New York Times columnist David Brooks managed to get away from the GOP Senators trying to place their hands on his inner thigh at dinner long enough to pen a column shaming a real journalist for having the audacity to break the etiquette rules that govern the precious relationship between elite media personalities and those in power. His target this time is freelance journalist Michael Hastings, whose profile in Rolling Stone of Gen. Stanley McChrystal and his inner circle brought down McChrystal almost instantly.

What offended Brooks was that Hastings had the audacity to report–for public consumption (gasp!)–the "kvetching" that powerful figures like McChrystal apparently engage in with their friends in the corporate media. "The most interesting part of my job is that I get to observe powerful people at close quarters," Brooks writes. "The system is basically set up to maximize kvetching."

Hastings, who clearly skipped out on one too many classes at the Joe Klein/David Brooks/Peggy Noonan School for Caviar Correspondents, committed the mortal sin of making "the kvetching the center of his magazine profile." Brooks declares: "By putting the kvetching in the magazine, the reporter essentially took run-of-the-mill complaining and turned it into a direct challenge to presidential authority. He took a successful general and made it impossible for President Obama to retain him."

That Hastings exposed what McChrystal and his boys really think of Obama and civilian leaders or that he uncovered disturbing views held by McChrystal regarding loss of life in Afghanistan–in other words, information that the public and civilian leaders probably should have–goes unmentioned by Brooks. What Hastings did was to act too much like a journalist and not enough like an ass-kissing kvetcher. Professor Brooks breaks it down like this for young Hastings: "Military people are especially prone to these sorts of outbursts. In public, they pay lavish deference to civilian masters who issue orders from the comfort of home. Among themselves, they blow off steam, sometimes in the crudest possible terms. Those of us in the press corps have to figure out how to treat this torrent of private kvetching."

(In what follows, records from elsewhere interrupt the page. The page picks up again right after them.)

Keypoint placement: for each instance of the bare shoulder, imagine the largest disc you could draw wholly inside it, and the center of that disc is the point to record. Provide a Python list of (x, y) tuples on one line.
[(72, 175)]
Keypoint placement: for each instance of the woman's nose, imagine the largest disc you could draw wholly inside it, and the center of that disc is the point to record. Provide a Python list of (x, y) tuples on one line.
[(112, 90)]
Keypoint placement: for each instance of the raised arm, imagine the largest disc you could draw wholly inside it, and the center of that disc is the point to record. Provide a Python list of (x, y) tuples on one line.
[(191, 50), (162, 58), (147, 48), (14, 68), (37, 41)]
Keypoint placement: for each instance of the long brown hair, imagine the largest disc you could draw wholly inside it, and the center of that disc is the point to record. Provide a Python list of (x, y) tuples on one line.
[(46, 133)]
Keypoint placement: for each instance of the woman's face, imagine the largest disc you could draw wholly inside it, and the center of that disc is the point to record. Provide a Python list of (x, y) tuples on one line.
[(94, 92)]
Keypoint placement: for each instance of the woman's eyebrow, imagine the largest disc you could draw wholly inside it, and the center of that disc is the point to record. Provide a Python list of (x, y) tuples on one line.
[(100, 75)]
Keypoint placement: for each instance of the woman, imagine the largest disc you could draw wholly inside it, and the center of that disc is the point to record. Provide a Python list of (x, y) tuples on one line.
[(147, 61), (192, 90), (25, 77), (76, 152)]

So much of what is wrong with journalism today can be gleaned from a simple RSS subscription to David Brooks's columns. In his world, those who have access to the powerful guard their darkest secrets–not their affairs or infidelities or alcohol problems, but the kinds of views McChrystal and his aides expressed in Hastings' article, the kind of conduct they condone and order in US wars. In a responsible society, one with a vibrant and independent press, the job of journalists should be to hold those in power accountable. Part of the job of journalists is to do precisely what Hastings did–catch powerful figures in their true element, not simply portray their crafted public personas and loyally transcribe their prepared public statements. "McChrystal, like everyone else, kvetched," Brooks writes. "And having apparently missed the last 50 years of cultural history, he did so on the record, in front of a reporter."

To Brooks, Hastings's conduct was a part of the decay of the private, sacred relationship between the press and the powerful. During World War II, Brooks writes, "Reporters suppressed private information."

Then, during Vietnam, all hell broke loose, according to Brooks: "[A]n ethos of exposure swept the culture. The assumption among many journalists was that the establishment may seem upstanding, but there is a secret corruption deep down. It became the task of journalism to expose the underbelly of public life, to hunt for impurity, assuming that the dark hidden lives of public officials were more important than the official performances."

Fast forward to today. Oh, don't get Lord Brooks started on today. "Now you have outlets, shows and Web sites whose only real interest is the kvetching and inside baseball," Brooks complains. "In other words, over the course of 50 years, what had once been considered the least important part of government became the most important."

The irony of what Brooks is saying is that it is he who is the ultimate inside baseball junkie, the king of kvetching with the powerful. He is the gatekeeper for the stupid, undeserving public who wouldn't be able to handle the truth if they knew it. In our infotainment society where the kids from Jersey Shore are "reality" and the deaths of innocent Afghans and Iraqis are, at best, statistics, David Brooks fits in perfectly.